I can make something simple very complicated in seconds, like plans for last weekend.
Yesterday David and I celebrated 29 years of marriage. We hadn’t been to Asheville together in two years, and we thought it would be fun to go back and do a brewery tour.
And then I tried to make it complicated:
“What if we invite our Guilford College friends in the area to go on the tour? Maybe Karrie will come up from Greensboro! I already spent New Year’s Eve and Valentine’s Day with her this year, so why not our anniversary too?”
“What if I invite my friends from the retreat I did near Asheville in the fall?”
“What if we invite Leslie (David’s work wife) and Marni to meet us in Asheville for the weekend?”
Wow! We could see a lot of fun people and you could meet some of the friends I made in the fall at the retreat. This could be great!
Our history of spending our anniversary with other people isn’t without precedence. Twenty-nine years ago we met David’s mother and grandmother for dinner in Charleston while we were on our honeymoon and they were doing a historical architecture tour. And last year we spent the day with Ogeechee Riverkeeper members before heading to Savannah.

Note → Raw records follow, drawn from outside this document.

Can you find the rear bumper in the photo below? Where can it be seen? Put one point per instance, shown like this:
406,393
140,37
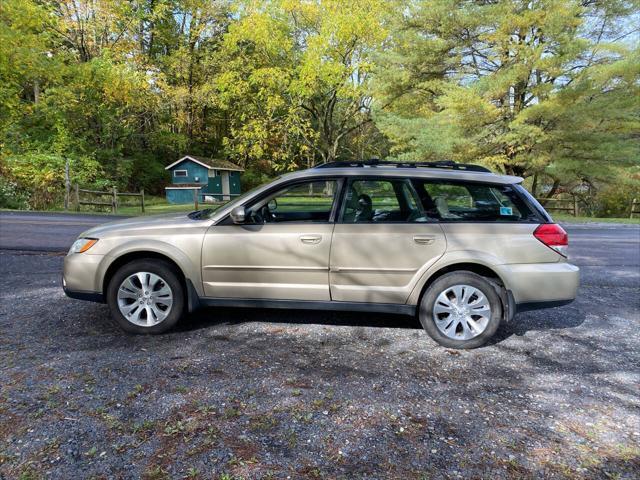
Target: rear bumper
541,285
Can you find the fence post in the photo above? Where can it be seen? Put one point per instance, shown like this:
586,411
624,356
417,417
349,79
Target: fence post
67,184
114,200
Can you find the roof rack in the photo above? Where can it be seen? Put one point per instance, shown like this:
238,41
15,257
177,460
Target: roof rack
445,164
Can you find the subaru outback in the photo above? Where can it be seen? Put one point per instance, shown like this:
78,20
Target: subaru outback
461,248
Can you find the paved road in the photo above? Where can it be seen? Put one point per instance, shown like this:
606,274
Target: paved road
313,394
45,232
55,232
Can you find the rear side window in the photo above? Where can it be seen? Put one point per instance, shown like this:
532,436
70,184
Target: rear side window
449,201
381,201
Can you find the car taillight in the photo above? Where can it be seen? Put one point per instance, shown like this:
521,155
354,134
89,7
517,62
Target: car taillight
553,236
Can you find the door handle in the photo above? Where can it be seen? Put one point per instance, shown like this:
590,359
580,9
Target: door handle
424,239
311,239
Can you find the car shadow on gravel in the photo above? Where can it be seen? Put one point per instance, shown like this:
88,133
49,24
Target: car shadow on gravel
548,319
551,319
210,317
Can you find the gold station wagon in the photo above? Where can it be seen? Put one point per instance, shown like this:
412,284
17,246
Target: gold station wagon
460,247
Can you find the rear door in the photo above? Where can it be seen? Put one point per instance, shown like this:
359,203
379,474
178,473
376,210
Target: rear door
382,243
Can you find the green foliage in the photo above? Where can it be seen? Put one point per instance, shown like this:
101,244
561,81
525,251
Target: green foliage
11,196
543,88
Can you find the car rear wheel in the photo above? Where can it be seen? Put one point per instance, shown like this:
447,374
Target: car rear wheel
461,310
146,296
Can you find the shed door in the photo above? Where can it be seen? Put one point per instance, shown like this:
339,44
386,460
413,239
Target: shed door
225,186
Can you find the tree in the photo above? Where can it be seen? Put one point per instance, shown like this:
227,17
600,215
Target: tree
295,78
528,87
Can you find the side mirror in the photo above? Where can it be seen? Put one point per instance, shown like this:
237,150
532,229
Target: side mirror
238,215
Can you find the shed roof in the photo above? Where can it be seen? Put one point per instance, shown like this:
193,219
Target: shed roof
210,163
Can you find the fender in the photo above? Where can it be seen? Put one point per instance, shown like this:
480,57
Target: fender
190,268
451,258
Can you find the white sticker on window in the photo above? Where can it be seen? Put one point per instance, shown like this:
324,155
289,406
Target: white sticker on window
508,211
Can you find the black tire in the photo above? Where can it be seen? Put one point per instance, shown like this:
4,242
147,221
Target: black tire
168,274
486,286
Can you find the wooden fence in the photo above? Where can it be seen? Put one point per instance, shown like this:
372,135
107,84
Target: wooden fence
635,208
569,205
100,201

David was thinking this trip would be a vacation without a long itinerary (he judges a good vacation by the number of naps he gets to take). He offered a compromise: we spend the weekend with Leslie and Marni OR we do the beer tour/meet friends afterwards. But not both.
That was tough. After all, in 2013 I had already spent New Year’s Eve and Valentine’s Day with girlfriends (including cooking dinner for David’s work wife Leslie). I was batting 1000.
But I came full circle to the choice I made 29 years ago. I wanted to spent a four-day weekend with David, and did not tag on our friends.
We didn’t run into anyone we knew while we were away. If we had maybe we would have had a beer and a short visit. Instead, we only had each other’s company while we are away.
And after 29 years, that was all the company I wanted.